- Dev8D
Published on February 28th, 2010 - ircount development
Published on November 26th, 2009 - ircount : Repository Record Statistics
Published on May 14th, 2009 - short urls, perl and base64
Published on March 9th, 2009
This isn’t a comprehensive review of dev8d, checkout the twitter stream (that link uses twapperkeeper by the way, the guy who created it was there and it was great talking to him), and wiki for and much else on the web for what went on.
I’ve updated Repository Record Statistics (which I refer to as ircount).
Some key points:
The code is now in a subversion (svn) repository, my first time using such a system, which should help me keep track of changes. I can make it available to others if anyone is interested.

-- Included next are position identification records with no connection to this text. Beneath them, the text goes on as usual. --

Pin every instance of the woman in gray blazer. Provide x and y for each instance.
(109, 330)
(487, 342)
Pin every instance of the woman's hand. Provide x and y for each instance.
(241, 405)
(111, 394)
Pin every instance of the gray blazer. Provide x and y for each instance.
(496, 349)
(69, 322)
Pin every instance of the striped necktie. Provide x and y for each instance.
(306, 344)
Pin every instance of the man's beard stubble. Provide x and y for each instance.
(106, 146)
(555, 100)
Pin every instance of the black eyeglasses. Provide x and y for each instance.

There are other changes planned…. At the moment this is all in one big database table. Each week it collects lots of info about repositories from ROAR, including their name etc, and saves one row per repository (for each week). This means lots of infomation (such as a repository’s name) is duplicated each week. It also means that when selecting the name to be displayed you have to be careful to select the latest entry for the repository in question (something which hit me badly when trying to fix the name problem, and something I still haven’t got around to fixing for all SQL queries). I’m working on improving the back-end design.
I’m also thinking about periodically connecting to the OAI-PMH interface for each IR to collect certain details directly. Though this will be quite a change of direction, at the moment, ircount’s philosophy has been simply collecting from ROAR and reporting on what it gets back. Do I want to go down the road and loose this simple model.

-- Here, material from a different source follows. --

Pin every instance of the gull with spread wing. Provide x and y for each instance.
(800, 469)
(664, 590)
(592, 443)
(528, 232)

I’m also pondering on ways to keep track of the number of full text items in each IR (you can see some initall thoughts on this here), though this will open a big can of worms.

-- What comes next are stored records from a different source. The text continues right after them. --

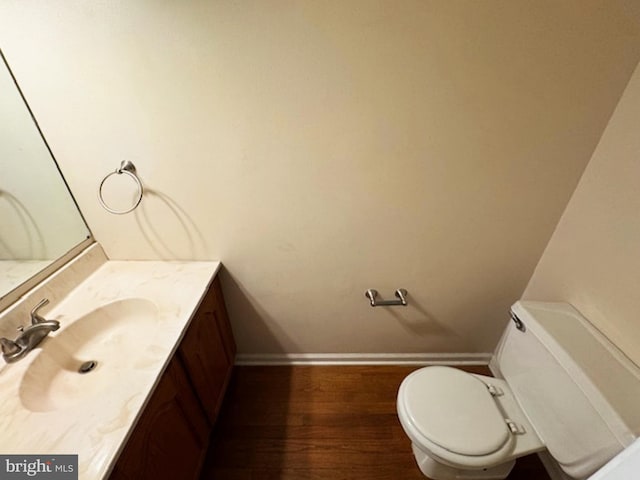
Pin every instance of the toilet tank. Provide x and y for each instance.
(581, 394)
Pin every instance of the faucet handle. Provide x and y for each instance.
(35, 318)
(9, 347)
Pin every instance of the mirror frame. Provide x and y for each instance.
(6, 299)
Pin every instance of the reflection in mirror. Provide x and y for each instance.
(40, 223)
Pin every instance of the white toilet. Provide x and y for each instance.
(562, 387)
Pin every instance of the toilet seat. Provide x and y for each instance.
(453, 415)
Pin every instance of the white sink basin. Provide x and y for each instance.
(116, 336)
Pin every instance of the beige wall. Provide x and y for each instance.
(322, 148)
(593, 258)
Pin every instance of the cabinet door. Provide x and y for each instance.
(208, 351)
(170, 439)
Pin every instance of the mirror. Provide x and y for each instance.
(40, 223)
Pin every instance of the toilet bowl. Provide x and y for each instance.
(468, 426)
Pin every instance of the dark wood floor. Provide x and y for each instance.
(318, 423)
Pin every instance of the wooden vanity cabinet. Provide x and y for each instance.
(208, 351)
(171, 436)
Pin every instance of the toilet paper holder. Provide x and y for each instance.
(401, 294)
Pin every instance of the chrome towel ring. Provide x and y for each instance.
(128, 168)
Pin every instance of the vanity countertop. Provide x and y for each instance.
(94, 419)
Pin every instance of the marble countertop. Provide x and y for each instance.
(96, 425)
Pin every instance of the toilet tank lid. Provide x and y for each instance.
(587, 354)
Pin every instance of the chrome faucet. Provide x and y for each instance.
(30, 337)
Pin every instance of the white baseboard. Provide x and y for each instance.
(244, 359)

The stats table which shows growth of repositories (based on number of records) over time for a given country (this one), could do with some improvements. RSS feeds for various things are also on the to do list.
How did I fix these things, and add the new features. I made these changes a few months a go (on a test area) and the exact details have already slipped my mind.
Funny characters in Repository names
Any name with a non-standard character (a-z, A-Z, 0-9) has always displayed as garbage, this became more of an issue when I expanded ircount to include repositories world-wide. Below you can see an example from a Swedish repository: Växjö University.![]()
The script which collects the data each week outputs its collected data in to a text file as well as writing it all to the database (really just as a backup and for debugging). The names displayed in the text file were the same messed up format, just as they were on the website. As the text file had nothing to do with the MySQL database or PHP front-end, I concluded the problem was with the actually grabbing the data from the ROAR website, which uses PERL’s LWP::simple.
This was a red herring. In the end I knocked up a script which just collected the file and output it to a textfile, and all worked fine. I gradually added code from the main script and it all was still working fine. So why did not main script not work.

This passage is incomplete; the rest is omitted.